In just 10 weeks, I will be graduating and saying goodbye to the University of Nevada, Reno. My time here has equipped me with an education, a die-hard family of friends and extraordinary personal growth. But, these past five years at our beloved university have also provided me with a finely-tuned list of white-hot-anger-inducing campus and classroom pet peeves. I’m leaving, but maybe this top five list will reach some of you unintentional jerks and cause you to take second look at your absolutely infuriating actions. As someone who has always been all for leaving something better than the way I found it, here’s to a better UNR.

5. PREFACING ANSWERS

Say what you’re going to say. No one needs to know your thought process or how much you’re not sure it’ll make sense. If there’s a 30-second intro to your answer, I’m already not listening. We’re all here to learn, and we’re all fumbling a little; don’t sidestep yourself or dance around an answer because you’re not positive it’s correct. Go for it. Trust fall your way through class. I swear we’ll catch you, because we want to be caught too. Just get to the goddamn point.

4. NOT BEING CONSIDERATE OF FELLOW STUDENTS

Last semester, I was parked on a bench outside Frandsen, anxiously trying to finish a reading for my next class. It was a quiet spot. Everyone was pretty much in class and the three other benches near me were empty. I was golden, until two students decided to sit near me, on the side of the bench closest to my frantic reading binge.

One student hadn’t read “Antigone.” The other had. How did I know this? Because I could hear their retelling of the play loud and clear, even over my headphones. I was there first and there was no way I was going to move (I’m insanely stubborn), so all I could do was shoot eye daggers until they got the hint. They didn’t. I did not finish my reading, but if my professor had any questions about “Antigone,” I’d be set.

I’m not asking for quiet hours 24/7 — just don’t purposely sit and chat near someone who clearly looks busy. There’s a million and one other benches. Go rehash your bullshit freshman reading elsewhere, far, far away from me.

3. ASKING A QUESTION THAT CAN EASILY BE ANSWERED ON YOUR OWN

The professor has just handed out an essay assignment. They don’t have to read it through with you, but they do, just to make sure everyone is on the same page. After trudging through it all, they ask if there are any questions. Immediately, someone raises their hand and asks how long the paper has to be. Your eyes zoom in dramatically to the top of the prompt where it says, in plain English, “4 to 5 pages” and the “Kill Bill” siren goes off in your head as you fume silently in your chair.

Maybe it’s not that dramatic for you, but that’s exactly how it goes in my head. If you have a question that can be answered by looking at the syllabus or even the freshly-printed paper right in front of you, do not, for the sake of your peers’ sanity, raise your freaking hand. It wastes class time, makes you look lazy and incompetent and inspires an average of 30 eye-rolls per instance.

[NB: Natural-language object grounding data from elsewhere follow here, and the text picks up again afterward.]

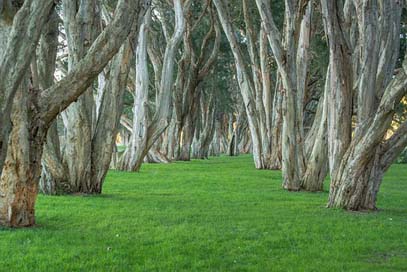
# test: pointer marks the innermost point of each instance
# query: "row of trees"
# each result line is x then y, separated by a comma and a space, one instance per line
314, 88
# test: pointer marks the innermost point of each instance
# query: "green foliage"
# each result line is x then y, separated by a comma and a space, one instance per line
214, 215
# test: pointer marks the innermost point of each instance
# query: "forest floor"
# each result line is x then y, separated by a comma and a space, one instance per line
215, 215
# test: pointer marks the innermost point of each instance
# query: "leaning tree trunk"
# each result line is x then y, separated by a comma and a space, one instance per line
81, 23
162, 116
357, 174
19, 34
37, 109
19, 183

2. EATING PANDA EXPRESS IN CLASS

Food in the classroom doesn’t bother me too much –– I understand that we all have to eat. What I’m talking about here is strong-smelling food in particular, for example, our great and most odorous on-campus eatery, Panda Express.

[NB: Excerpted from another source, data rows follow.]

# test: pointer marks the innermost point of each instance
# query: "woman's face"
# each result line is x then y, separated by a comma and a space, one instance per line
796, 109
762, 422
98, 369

The scent wafting from your Panda Bowl is downright disgusting. Chinese food does not smell good unless you’re the one eating it. I love the way orange chicken smells when I’m about to devour it, but not so much when it’s permeating every inch of a cramped, badly ventilated classroom. I don’t want to gag my way through a lecture because you couldn’t time your day right and eat in the Joe. Chew some gum to hold you over if you’re that hungry. The Panda can wait.

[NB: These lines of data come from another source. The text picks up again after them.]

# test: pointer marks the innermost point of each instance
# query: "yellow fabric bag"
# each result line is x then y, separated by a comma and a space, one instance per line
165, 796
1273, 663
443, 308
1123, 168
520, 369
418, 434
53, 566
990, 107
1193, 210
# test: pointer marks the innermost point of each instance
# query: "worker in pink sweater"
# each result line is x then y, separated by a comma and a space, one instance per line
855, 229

1. TALKING WHEN THE PROFESSOR IS TEACHING

This has been my no.1 school-related pet peeve for years, but its annoyance factor has been heightened here at UNR, a place where I am spending money to learn.

I do not want to hear whispers about your weekend or how cool the new whatever-the-hell is when I am trying to digest 400-level subject matter that costs hundreds to hear from an educated instructor. Your inattention to the amount of distraction you are causing is inexcusable, and I swear I’ll let you know.

I know your mother didn’t raise you to be rude. Act like it, and, at the same time, get your money’s worth. Win win.